The impact of the print media crisis on investigative reporting is uncertain. The editors of Techdirt.com, writing on March 18th, 2009, argue that the major media outlets are propagating two myths regarding their service: “Myth 1: Newspapers put tons of money and resources into investigative journalism. They don’t. And never have. Myth 2: Only newspapers can do investigative journalism.”  The Huffington Post, one of the leading new news resources, recently created the Huff Post investigative journalism fund. As reported on their site, the Fund has, “an initial budget of $1.75 million. That should be enough for 10 staff journalists who will primarily coordinate stories with freelancers.” The Huff Post initiative resonates with the statement by Google CEO Eric Schmidt (as quoted by Maureen Dowd) that, “Incumbents very seldom invent the future.”
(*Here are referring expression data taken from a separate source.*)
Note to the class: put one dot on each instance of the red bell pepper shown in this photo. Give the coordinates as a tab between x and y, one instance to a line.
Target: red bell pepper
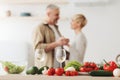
109	66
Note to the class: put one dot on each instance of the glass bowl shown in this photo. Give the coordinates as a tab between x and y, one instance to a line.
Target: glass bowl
13	67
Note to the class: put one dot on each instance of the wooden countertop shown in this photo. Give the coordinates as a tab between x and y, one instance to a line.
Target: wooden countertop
45	77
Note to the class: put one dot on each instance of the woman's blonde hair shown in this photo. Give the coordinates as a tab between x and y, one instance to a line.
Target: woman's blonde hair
80	18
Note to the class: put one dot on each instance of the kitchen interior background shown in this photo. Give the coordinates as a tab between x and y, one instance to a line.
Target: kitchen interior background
102	30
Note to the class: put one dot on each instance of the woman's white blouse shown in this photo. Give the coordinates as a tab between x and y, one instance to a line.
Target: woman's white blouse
78	47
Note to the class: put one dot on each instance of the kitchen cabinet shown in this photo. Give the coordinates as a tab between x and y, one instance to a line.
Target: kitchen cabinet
45	77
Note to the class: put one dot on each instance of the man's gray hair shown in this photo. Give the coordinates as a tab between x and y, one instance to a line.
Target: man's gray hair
52	6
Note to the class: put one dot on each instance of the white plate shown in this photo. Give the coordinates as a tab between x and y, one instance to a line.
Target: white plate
83	73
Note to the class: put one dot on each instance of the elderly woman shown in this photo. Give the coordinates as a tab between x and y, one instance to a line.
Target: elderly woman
78	46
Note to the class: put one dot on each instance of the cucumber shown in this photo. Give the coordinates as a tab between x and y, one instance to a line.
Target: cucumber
101	73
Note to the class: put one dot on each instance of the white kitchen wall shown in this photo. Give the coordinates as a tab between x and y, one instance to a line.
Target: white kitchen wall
102	30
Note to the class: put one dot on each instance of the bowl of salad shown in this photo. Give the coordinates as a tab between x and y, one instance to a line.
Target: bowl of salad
13	67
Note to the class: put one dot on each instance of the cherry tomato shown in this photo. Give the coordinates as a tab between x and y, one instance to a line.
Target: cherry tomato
92	64
86	64
51	71
82	69
6	68
59	71
67	73
73	73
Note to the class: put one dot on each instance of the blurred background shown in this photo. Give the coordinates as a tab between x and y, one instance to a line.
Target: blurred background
18	18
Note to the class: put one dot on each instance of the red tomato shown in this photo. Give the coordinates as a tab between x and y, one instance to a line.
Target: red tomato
6	68
73	73
92	64
89	69
59	71
86	64
67	73
82	69
51	71
96	68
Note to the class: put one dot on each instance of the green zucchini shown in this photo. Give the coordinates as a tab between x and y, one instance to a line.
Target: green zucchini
101	73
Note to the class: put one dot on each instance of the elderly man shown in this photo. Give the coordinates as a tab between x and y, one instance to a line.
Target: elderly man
47	37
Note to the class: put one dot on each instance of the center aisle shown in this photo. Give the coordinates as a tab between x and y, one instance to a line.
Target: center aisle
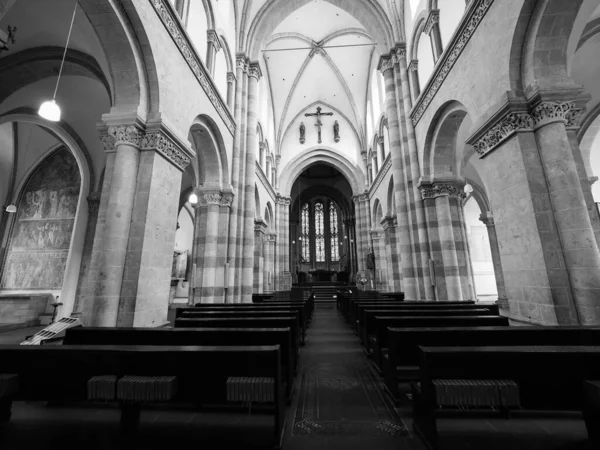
339	401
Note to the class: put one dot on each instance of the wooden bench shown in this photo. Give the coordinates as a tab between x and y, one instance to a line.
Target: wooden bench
377	339
366	327
244	322
548	378
401	359
195	336
208	314
62	372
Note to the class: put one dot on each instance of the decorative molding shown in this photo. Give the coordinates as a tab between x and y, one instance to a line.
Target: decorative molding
145	140
265	181
430	191
549	112
432	19
387	165
169	19
459	41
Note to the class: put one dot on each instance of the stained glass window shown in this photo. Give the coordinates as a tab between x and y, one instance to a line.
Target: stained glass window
335	254
305	233
319	233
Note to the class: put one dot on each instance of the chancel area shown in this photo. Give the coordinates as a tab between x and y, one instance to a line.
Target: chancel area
300	224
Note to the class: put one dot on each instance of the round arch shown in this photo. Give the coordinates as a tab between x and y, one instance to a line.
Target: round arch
325	155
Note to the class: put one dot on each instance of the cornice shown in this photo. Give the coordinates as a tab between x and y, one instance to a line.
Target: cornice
265	181
387	164
169	18
473	17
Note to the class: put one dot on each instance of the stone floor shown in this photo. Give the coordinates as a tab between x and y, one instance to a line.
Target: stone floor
338	403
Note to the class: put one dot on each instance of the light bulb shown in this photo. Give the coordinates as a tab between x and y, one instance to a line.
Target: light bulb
49	110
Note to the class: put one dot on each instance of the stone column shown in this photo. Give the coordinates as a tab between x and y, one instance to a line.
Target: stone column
448	247
386	66
213	45
206	242
231	89
413	73
576	233
260	229
254	75
269	252
394	265
488	219
420	238
432	28
234	230
88	245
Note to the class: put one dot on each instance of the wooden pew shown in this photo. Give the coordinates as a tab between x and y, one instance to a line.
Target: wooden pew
245	322
209	313
367	324
62	372
378	340
401	360
194	336
362	309
182	312
548	378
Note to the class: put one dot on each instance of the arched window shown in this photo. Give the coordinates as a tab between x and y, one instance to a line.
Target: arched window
333	228
319	233
306	233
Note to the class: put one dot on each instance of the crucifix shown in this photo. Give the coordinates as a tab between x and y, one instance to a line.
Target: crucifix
318	114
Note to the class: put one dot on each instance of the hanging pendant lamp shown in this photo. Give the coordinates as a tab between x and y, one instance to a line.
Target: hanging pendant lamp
50	110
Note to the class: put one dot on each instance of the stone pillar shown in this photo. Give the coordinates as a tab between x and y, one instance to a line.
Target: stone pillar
432	28
231	89
235	210
576	233
386	66
254	75
283	244
88	245
413	73
449	250
394	265
260	228
269	252
488	219
213	45
130	275
420	238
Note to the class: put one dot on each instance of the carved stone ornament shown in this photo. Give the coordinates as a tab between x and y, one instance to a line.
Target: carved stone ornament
549	112
449	58
209	198
442	189
165	12
506	127
432	19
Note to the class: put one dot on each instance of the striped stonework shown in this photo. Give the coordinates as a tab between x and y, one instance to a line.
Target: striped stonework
394	271
206	244
447	233
403	230
260	229
420	238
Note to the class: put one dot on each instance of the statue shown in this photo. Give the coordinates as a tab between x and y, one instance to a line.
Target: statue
336	131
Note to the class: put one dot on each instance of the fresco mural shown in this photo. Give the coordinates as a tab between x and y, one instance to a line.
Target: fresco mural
41	236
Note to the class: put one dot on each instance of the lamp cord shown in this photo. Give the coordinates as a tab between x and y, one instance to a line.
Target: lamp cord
65	52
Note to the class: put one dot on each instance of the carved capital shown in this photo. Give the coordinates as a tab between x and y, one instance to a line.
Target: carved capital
432	19
441	189
549	112
254	71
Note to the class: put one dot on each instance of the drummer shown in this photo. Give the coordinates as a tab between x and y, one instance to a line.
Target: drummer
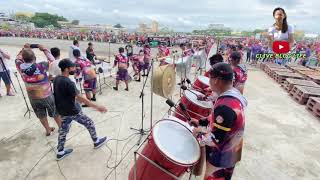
185	51
240	71
216	58
163	52
147	59
122	75
137	64
222	144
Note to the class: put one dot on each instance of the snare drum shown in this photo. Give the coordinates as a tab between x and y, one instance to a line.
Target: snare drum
196	109
201	83
183	66
172	146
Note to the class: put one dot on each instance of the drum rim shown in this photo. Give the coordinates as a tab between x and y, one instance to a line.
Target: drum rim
211	106
171	160
200	77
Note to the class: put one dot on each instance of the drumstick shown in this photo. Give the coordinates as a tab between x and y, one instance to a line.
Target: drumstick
159	58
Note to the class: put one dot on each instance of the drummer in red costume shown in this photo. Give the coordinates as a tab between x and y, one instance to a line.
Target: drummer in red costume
185	50
222	144
147	58
162	54
240	71
123	63
137	64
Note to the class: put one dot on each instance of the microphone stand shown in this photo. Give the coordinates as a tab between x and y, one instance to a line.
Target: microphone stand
141	131
7	73
24	98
The wealth of reporting regarding the decline of print publications is influenced by the fact that those impacted are also the ones holding the megaphones. Jack Shafer’s article remarked, “That high-pitched squealing you hear in the background is the sound of the American newspaper shrinking.”

Looking from my perch as editor of an online arts magazine, I see the pain caused by the loss of staff journalist positions. The situation reminds me of an article written by Terry Teachout for the Wall Street Journal in November of 2006, sub-titled, “The decline and near-disappearance of dance in America.” The article highlighted the National Endowment for the Arts 2002 Survey of Public Participation in the Arts, which showed that “…the percentage of Americans between the ages of 18 and 35 who attended one or more ballet performances a year fell from 5.0% in 1992 to 3.1% in 2002.”

Teachout argued that “Anyone who seeks to launch a new company, or revitalize an old one, must start by figuring out how to make large numbers of Americans want to see something about which they no longer know anything–save that Emmitt Smith does it.” Like Dance, print newspapers are falling off of our radar screen. While the talent of the print economy adapts to a new marketplace, we can rest assured that the market still values reporting, and journalism.

There is no evidence that the interest of consumers has dramatically changed; the marketplace is evolving. New models are developing within a newer economy to support the interests of news consumers and providers. The situation is quite reminiscent of Mark Twain’s experience with the New York Journal (a daily that ceased publication in 1966.) Following publication of his obituary in the Journal, Twain quipped, “The reports of my death have been greatly exaggerated.”